By Kathleen Burkinshaw
The journey that led me to write The Last Cherry Blossom, a book for middle-grade readers about the atomic bombing of Japan, began about eight years ago with one question. My daughter was in 7th grade at the time, and something that happened in her history class had upset her. They would be covering the end of World War II that week; after class, she overheard some kids talking about how they couldn’t wait to see the “cool mushroom cloud picture.” She asked if I would speak to her class about the people under the mushroom cloud that day—people like her Grandma.
I called my mother and asked if it was okay to tell others about her experience in Hiroshima. My mom was a very private person and never spoke about August 6th in public. When I was a young child, she told me she came from Tokyo. Only after I questioned her about the nightmares she had at the beginning of every August did she confide that she had actually been born in Hiroshima. She told me how she lost her home, family, and friends on August 6th, and she asked me not to tell anyone—especially at school. It was too painful for her to discuss and she didn’t want to draw attention to herself.
But on that day eight years ago, my mother gave me her blessing to talk with my daughter’s class about what she had experienced on August 6, 1945. She felt that since the students were about the same age she had been at the time of the bombing (12 years old), maybe they would relate to her story. And she hoped that when they voted in the future, they would remember why nuclear weapons should never be used again.
I spoke to my daughter’s class a week after that phone call. And although my daughter left that school long ago—she’s about to start her junior year in college—I continue to visit that seventh-grade class every year. I have also presented to other local middle and high schools here in North Carolina, as well as educational conferences. Each year the students hear my non-political presentation and express their gratitude to my mother for her willingness to let me share such a personal, traumatizing memory.
I had also been writing about my mom’s survival of the atomic bomb, though solely for my daughter’s and my benefit. But soon teachers inquired if I had a book that could complement their curriculum, so I started writing one.
I decided that The Last Cherry Blossom would start before the bomb was dropped. In this way, I could include information on the culture, mindset, and daily life in Japan during WWII—something that had not been done in other books for young readers that dealt with the atomic bombing. I wanted the reader to not only like the main character, but to sympathize with what she went through. For me, the best way to do this was to show that even though she was living in the 1940s, she had things in common with students today: she wasn’t a fan of homework, nor school uniforms, and she had a best friend she confided in.
When I completed a draft of The Last Cherry Blossom, I would read the chapter that took place on the day of the bombing to the middle and high school students I visited. I wrote it in first person so the student/reader could picture the events as they unfold. There are a couple of paragraphs that are always very emotional for me when I read them to audiences. I can still hear my mother explaining those events and see the tears in her eyes several decades later, as if it were happening all over again. Students have told me that “We could read about this all day in history books, but to have the story told from your mother’s perspective makes it real and more heartbreaking.”

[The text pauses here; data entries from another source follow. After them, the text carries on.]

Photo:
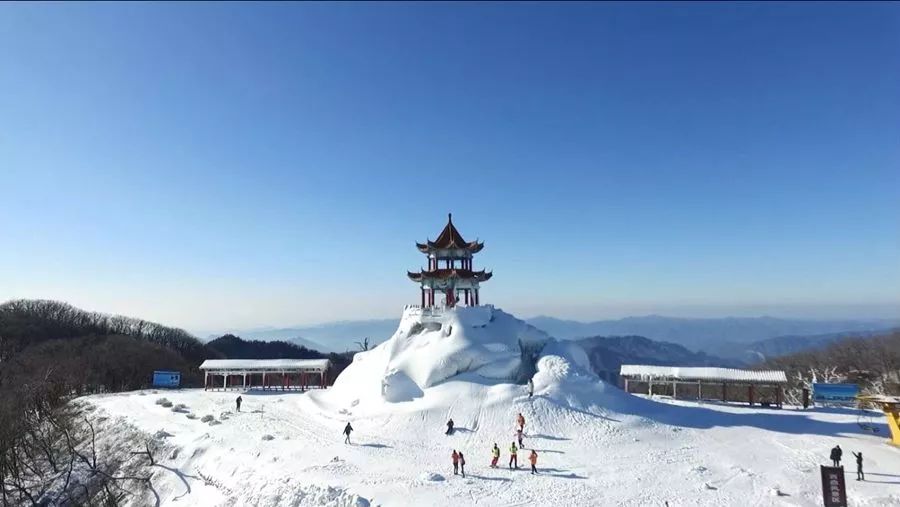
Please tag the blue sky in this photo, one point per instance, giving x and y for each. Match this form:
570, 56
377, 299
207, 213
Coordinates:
221, 165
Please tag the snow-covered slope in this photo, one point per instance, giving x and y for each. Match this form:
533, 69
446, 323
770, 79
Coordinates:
596, 444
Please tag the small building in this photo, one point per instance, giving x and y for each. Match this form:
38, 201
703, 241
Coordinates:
265, 373
450, 269
166, 378
726, 384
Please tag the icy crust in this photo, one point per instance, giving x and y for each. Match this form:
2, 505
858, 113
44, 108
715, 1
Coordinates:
427, 350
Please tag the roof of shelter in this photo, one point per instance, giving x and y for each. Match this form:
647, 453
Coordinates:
703, 373
265, 364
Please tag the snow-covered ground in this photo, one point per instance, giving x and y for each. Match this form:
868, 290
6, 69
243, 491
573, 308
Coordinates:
596, 444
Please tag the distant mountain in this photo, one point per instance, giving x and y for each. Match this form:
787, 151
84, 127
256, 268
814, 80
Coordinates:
715, 336
338, 336
785, 345
607, 354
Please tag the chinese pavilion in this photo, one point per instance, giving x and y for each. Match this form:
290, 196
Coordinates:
450, 268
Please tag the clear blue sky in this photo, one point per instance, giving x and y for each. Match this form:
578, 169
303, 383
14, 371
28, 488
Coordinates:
218, 165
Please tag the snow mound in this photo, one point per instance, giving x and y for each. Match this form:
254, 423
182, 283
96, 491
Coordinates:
428, 349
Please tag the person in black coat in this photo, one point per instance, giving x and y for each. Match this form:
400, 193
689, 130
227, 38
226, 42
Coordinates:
860, 476
347, 430
836, 454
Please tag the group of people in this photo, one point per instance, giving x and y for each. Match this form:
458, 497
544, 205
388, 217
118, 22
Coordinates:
459, 461
837, 453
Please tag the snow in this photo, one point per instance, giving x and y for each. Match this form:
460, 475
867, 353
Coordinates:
596, 444
703, 373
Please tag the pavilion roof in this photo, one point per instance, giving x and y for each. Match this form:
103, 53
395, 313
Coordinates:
450, 239
443, 274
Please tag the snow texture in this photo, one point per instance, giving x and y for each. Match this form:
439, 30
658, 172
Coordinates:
596, 444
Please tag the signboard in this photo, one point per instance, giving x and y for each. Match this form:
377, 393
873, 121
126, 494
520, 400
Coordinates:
834, 490
166, 379
843, 394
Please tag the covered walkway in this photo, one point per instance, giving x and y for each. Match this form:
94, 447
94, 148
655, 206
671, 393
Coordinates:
265, 373
765, 387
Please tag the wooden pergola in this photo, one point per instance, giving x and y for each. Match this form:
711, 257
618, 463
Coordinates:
727, 384
271, 373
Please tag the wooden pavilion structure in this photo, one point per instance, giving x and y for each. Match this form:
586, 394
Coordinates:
728, 384
450, 269
265, 373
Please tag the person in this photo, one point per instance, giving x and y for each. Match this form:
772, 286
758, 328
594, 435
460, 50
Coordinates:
836, 454
512, 455
347, 430
860, 476
495, 453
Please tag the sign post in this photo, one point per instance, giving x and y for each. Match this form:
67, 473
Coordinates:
834, 490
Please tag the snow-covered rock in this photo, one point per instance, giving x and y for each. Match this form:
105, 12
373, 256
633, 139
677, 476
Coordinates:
429, 349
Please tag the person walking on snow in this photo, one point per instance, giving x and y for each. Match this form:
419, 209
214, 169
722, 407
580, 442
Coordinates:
512, 456
347, 430
836, 454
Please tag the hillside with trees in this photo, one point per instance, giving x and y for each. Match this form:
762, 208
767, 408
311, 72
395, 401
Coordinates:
871, 362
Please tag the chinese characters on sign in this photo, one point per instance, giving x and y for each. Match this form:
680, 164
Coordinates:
834, 491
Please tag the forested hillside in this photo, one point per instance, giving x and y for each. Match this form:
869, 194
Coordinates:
871, 362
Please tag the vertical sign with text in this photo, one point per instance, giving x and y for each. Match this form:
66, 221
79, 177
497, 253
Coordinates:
834, 490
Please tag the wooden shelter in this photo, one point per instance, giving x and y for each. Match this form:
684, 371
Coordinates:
265, 373
728, 384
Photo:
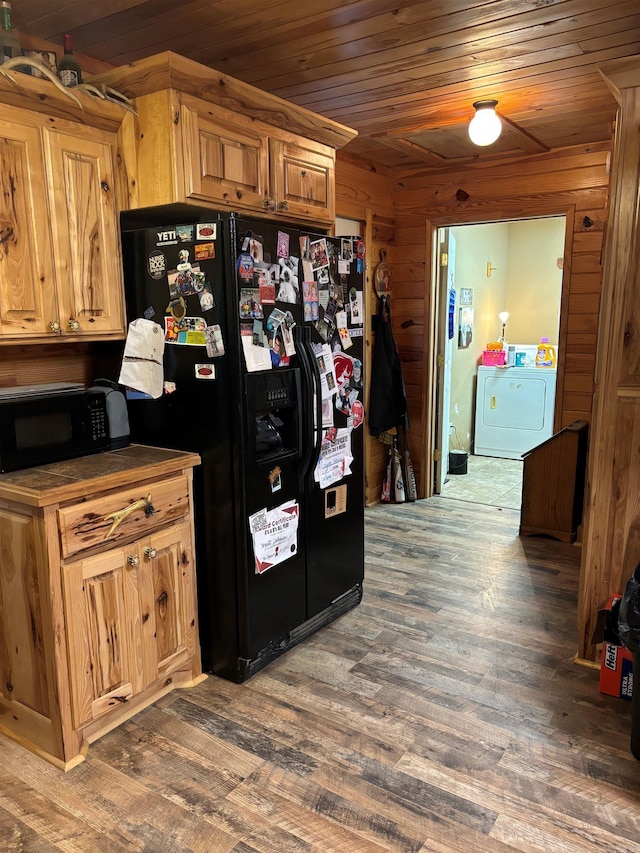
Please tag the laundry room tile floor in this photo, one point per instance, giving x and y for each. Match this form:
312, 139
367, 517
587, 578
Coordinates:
489, 480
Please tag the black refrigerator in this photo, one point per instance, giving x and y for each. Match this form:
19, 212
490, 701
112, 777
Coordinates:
263, 377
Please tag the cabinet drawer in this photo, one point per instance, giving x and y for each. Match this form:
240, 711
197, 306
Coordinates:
122, 515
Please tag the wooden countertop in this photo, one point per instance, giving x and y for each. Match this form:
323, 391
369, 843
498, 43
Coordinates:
71, 479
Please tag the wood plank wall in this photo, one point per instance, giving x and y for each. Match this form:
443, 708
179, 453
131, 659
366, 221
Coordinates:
572, 182
55, 362
611, 542
366, 194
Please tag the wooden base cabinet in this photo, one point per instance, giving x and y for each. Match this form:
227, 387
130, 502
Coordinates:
89, 639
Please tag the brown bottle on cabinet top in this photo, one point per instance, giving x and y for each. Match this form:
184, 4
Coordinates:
69, 70
9, 44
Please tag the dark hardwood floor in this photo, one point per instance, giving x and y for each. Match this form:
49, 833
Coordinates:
444, 714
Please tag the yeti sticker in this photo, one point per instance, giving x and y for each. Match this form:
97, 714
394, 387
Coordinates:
157, 265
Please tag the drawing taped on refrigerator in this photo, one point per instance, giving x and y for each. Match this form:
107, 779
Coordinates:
263, 377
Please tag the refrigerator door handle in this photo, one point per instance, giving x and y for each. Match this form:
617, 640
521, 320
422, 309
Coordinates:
309, 417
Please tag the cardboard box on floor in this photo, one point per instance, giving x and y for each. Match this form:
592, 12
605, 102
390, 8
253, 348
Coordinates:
616, 664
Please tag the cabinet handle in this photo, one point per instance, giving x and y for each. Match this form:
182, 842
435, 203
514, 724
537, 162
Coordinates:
117, 517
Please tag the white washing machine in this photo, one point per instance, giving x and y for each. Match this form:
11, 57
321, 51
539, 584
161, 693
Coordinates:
514, 410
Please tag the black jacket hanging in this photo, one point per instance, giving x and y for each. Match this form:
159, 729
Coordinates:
387, 399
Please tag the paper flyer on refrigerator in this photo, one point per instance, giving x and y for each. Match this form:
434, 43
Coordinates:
274, 534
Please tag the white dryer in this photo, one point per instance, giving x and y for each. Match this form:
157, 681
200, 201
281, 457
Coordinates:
514, 410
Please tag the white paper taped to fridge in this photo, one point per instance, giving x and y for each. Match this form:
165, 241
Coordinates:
274, 534
335, 458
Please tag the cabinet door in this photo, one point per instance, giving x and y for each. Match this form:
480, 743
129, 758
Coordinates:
303, 179
166, 580
103, 630
27, 278
86, 234
223, 163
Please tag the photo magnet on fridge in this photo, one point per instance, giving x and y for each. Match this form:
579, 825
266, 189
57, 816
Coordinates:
283, 245
215, 344
205, 371
184, 233
205, 231
157, 265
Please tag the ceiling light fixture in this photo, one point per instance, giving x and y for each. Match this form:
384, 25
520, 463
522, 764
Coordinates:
485, 127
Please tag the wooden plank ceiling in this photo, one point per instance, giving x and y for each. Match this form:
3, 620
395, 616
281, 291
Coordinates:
404, 74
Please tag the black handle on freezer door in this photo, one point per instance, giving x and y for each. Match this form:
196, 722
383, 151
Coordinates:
302, 337
317, 397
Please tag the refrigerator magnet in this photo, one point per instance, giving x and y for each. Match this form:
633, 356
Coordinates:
204, 251
215, 344
283, 245
335, 501
157, 265
288, 287
205, 231
184, 233
205, 371
244, 266
275, 479
346, 249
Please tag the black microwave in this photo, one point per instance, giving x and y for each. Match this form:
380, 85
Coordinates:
46, 423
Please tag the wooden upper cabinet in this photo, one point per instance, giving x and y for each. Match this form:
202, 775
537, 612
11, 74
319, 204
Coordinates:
27, 282
223, 163
60, 259
252, 169
303, 179
222, 143
86, 235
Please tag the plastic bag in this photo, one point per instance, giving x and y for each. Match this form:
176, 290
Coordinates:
629, 615
398, 481
385, 496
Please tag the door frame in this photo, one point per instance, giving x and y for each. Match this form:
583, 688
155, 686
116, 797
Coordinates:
534, 210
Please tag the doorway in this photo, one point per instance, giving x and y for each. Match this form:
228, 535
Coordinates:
501, 282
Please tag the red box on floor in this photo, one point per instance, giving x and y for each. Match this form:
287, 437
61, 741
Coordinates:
616, 664
616, 671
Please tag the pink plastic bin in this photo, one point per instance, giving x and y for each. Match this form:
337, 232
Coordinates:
493, 358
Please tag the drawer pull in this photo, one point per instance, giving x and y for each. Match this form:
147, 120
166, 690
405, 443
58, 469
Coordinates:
117, 517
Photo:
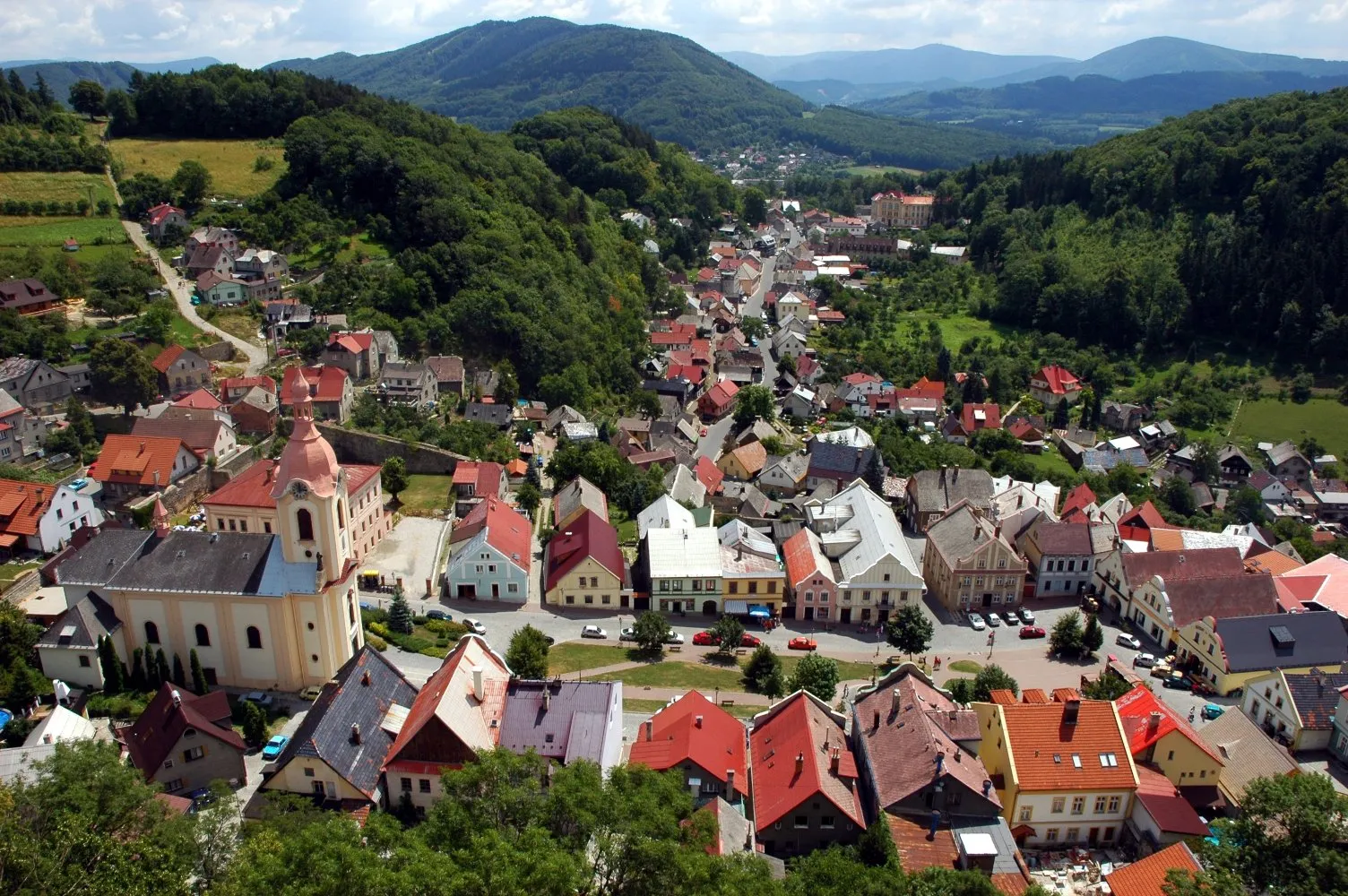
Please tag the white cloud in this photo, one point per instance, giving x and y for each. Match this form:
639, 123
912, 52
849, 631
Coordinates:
259, 31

Even though my novel is historical fiction, a lot of research hours went in to my writing process. I feel that historical fiction is an effective genre to reach middle and high school students, because the stories not only convey important facts about the event being discussed, but can also evoke compassion and sympathy in younger readers. They will remember an event when viewing it through someone else’s eyes. In this way, the students understand and retain so much more than they can get from a couple of paragraphs and a mushroom cloud picture in a textbook. They learn that underneath those now famous mushroom clouds were mothers, fathers, sisters, brothers, and friends.
My book was published a year ago, on August 2, 2016—a few days before the 71st anniversary of Hiroshima and Nagasaki. Sadly, my mom passed away in January 2015. However, she did know the book would be published and had read a recent draft of The Last Cherry Blossom.
I continue to visit schools locally as well as Skype with students in other states and countries who have read The Last Cherry Blossom in their classes. When I hear that the main character is an inspiration to them because of all she went through, it touches my heart because I know they are talking about my mom. She was the bravest woman I’ll ever know. She lost everything that mattered to her in one day, but had the will to push forward and found the strength to love again.
So, to honor her, my hope is not only to convey the message that nuclear weapons should never be used again, but to also teach young readers that the children in wartime Japan had the same love for family, fear of what could happen to them, and wishes for peace as the Allied children had. I want students to walk away knowing that the ones we may think are our “enemy” are not always so different from ourselves—a message that needs to be heard now more than ever.